Immune activation in Rnaseh2a^G37S/G37S primary MEFs requires the cGAS–STING innate immune pathway. (A) Quantitative RT-PCR analysis of Cxcl10, Ifit1 and Rsad2 mRNA (all ISGs) in WT and Rnaseh2a^G37S/G37S (G37S, same below) MEFs treated with DMSO or TBK1 inhibitor BX795 (10 µM) for 6 h. (B) Quantitative RT-PCR analysis of Cxcl10 mRNA in WT and G37S MEFs treated with shRNA against indicated genes involved in cytosolic nucleic acid-sensing. (C) shMAVS knockdown reduces poly(I:C)-induced IFN response. Knockdown efficiency is shown on the right. (D) Quantitative RT-PCR analysis of Cxcl10, Ifit1, and Rsad2 mRNA in WT and G37S MEFs treated with shRNA against indicated genes involved in DNA-sensing pathway. (E) Quantitative RT-PCR analysis of a panel of human ISGs and IFN genes in human fibroblasts (BJ-1 cells) co-cultured with WT or G37S MEFs for 18 h, with or without CBX treatment (inhibits gap junction). Left inset shows a schematic diagram of the gap junction assay. Right inset shows FACS analysis of cell death in mock- and CBX-treated cells. (F) Quantitative RT-PCR analysis of human ISGs in human fibroblasts in a trans-well assay co-cultured with WT or G37S MEFs for 18 h. Mice were compared with littermate controls. **, P < 0.01; ***, P < 0.001. ns, not significant. Data are representative of at least three independent experiments.

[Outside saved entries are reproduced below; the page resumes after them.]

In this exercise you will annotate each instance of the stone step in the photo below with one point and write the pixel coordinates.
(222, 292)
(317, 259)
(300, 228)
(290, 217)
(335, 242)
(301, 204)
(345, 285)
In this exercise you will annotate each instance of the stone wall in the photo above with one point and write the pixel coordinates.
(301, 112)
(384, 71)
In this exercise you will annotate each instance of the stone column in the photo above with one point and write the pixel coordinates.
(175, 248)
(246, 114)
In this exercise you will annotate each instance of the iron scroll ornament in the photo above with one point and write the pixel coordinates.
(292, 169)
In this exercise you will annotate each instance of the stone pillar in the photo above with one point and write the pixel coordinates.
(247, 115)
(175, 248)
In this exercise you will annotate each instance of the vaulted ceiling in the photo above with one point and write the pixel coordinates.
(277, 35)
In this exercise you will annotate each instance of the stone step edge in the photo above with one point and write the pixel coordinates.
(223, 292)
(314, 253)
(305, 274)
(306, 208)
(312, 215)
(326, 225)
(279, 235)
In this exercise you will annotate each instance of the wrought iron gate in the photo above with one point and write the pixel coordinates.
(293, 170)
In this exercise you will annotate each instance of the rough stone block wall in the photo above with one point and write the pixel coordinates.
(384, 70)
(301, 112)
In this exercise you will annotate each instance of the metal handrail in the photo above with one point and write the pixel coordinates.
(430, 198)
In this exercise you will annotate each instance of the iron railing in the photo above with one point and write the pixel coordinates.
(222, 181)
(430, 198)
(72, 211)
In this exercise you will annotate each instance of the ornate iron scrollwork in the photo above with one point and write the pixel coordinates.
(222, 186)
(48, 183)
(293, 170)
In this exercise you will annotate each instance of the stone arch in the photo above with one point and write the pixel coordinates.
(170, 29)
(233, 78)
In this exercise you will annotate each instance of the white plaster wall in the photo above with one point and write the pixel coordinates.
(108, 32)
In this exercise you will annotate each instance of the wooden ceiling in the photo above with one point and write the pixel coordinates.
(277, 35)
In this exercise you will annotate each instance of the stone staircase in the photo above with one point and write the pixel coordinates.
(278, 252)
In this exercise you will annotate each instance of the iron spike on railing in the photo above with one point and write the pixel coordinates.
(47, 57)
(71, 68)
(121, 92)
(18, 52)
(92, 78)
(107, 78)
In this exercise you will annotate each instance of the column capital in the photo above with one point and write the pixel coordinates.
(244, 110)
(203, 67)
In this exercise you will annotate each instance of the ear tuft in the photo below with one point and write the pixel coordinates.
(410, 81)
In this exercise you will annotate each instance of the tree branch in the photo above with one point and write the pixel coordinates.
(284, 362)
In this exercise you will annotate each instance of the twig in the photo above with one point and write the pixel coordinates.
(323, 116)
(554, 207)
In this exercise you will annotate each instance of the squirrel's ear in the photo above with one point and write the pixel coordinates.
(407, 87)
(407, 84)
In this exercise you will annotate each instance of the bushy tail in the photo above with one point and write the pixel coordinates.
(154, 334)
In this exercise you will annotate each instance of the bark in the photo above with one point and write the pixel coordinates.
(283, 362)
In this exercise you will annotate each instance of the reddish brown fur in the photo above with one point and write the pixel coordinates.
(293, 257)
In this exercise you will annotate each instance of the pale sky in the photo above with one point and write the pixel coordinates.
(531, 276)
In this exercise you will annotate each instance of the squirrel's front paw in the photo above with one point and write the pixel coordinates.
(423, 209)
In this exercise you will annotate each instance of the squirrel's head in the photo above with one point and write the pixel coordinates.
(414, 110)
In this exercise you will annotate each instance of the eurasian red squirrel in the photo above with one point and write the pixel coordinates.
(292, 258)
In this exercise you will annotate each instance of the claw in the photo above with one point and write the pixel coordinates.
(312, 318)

Error bars represent the SEM. Unpaired Student’s t test (A–D).

Figure 3.

Sting^−/− partially rescues perinatal lethality of G37S mice. (A) Quantitative RT-PCR analysis of a panel of mouse ISGs in WT or G37S embryos on Mavs^−/− or Sting^−/− or cGAS^−/− background. Total RNA was isolated from primary MEFs (E13.5) of indicated genotype. (B) Mean ISG score of indicated genotypes. Data from A. (C) Gap junction cGAMP bioassay. As in Fig. 2 E, MEFs of indicated genotype were co-cultured with human BJ-1 cells for 18 h, with or without CBX or direct contact (indicated on the bottom). Quantitative RT-PCR analysis of IFN-β and IFIT1 indicates cGAMP activity in MEFs. (D) Mouse body weights. n = 4. (E) White-spotting phenotype in Rnaseh2a^G37S/G37S Sting^−/− viable adults. (F) Quantitative PCR analysis of mouse Line-1 5′ UTR and ORF2 DNA in WT or G37S embryos (isolated from E13.5 or E15.5; n = 3). Each dot represents an individual embryo. Mice were compared with littermate controls and with age-matched knock-out mice **, P < 0.01. Data are representative of at least two independent experiments (A–C), or pooled data from multiple animals (D–F). Error bars represent the SEM. Unpaired Student’s t test (F).